- Maty składają się z kubełków wypełnionych zrębkami wierzby – wyjaśnia Łukasz Pawlik z Zarządu Zieleni Miejskiej – Te zrębki są dodatkowo wypełnione substancjami azotowymi. To działa na zasadzie zjawiska, gdzie substancja o większym stężeniu wypycha substancję o mniejszym stężeniu. Sól ma mniejsze stężenie, więc krystalizuje się na wierzbowych zrębkach i nie dochodzi do korzeni.

A sól zgromadzoną w macie można odzyskać. Wystarczy wypłukać zrębki wierzby i ponownie nasączyć je związkami azotu, czyli popularnym nawozem dla roślin. Nie wiadomo jeszcze ile soli uda się odzyskać, ale będzie to kilkanaście, może kilkadziesiąt kilogramów. Tymczasem Miejskie Przedsiębiorstwo Oczyszczania w Krakowie jednej zimy zużywa aż 16 tysięcy ton soli.
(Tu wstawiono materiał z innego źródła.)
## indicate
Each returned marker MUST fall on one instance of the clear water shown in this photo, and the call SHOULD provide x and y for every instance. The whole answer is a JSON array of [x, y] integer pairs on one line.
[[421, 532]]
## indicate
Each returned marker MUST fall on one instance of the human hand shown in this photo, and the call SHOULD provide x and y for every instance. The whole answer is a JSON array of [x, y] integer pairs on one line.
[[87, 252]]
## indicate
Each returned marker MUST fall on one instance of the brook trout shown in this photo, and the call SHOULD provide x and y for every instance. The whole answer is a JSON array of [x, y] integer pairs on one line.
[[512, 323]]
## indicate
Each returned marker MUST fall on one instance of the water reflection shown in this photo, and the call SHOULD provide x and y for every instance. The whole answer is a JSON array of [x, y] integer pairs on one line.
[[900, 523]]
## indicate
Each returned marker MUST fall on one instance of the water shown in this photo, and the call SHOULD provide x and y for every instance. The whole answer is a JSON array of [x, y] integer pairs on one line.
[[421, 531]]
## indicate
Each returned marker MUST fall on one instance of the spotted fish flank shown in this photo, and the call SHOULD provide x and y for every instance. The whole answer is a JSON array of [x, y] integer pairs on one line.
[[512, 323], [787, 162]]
- Ciężko to porównać - mówi Piotr Odorczuk z MPO w Krakowie – W magazynie mamy w tym momencie około 8 tysięcy ton soli. To spora hałda i można by po niej zjeżdżać na nartach. Więc te kilka kilogramów nie robi różnicy. Ale liczy się idea. My recyklujemy odpady i staramy się odzyskać jak najwięcej tego, co wydawało się nie do odzyskania.
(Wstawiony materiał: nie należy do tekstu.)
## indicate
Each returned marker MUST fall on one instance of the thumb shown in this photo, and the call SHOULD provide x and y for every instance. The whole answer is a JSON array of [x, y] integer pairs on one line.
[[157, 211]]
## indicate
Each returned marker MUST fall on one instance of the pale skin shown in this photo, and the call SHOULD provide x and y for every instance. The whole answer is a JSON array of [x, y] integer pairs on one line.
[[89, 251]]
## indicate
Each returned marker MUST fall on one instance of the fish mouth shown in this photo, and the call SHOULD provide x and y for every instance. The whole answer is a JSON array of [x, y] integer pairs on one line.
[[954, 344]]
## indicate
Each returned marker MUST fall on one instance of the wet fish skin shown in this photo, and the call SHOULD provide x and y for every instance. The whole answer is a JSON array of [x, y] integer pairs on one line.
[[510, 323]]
Stąd wniosek, że odzyskiwanie soli to jedynie efekt uboczny ochrony drzew, a drzewa rosnące przy drogach bardzo tej ochrony potrzebują.

- Problem nie polega na samym drzewie, ale na glebie, która jest zmieniana przez tę sól – mówi Wojciech Bobek, dendrolog z Instytutu Architektury Krajobrazu Politechniki Krakowskiej – Pomimo tego, że na wiosnę gleba jest zasobna w wodę, mnóstwo wody związana jest przez sól i nie może zostać pobrana przez korzenie drzew.

Jak co roku Zarząd Zieleni Miejskiej zainstaluje też słomiane, pionowe maty chroniące mniejsze rośliny, np. te rosnące na pasie zieleni przy alejach trzech wieszczów.

Maty zbierające sól są rozwiązaniem dość tanim, więc jeśli się sprawdzą, pojawi się ich więcej. Za pięćdziesiąt sztuk Zarząd Zieleni miejskiej zapłacił nieco ponad tysiąc złotych.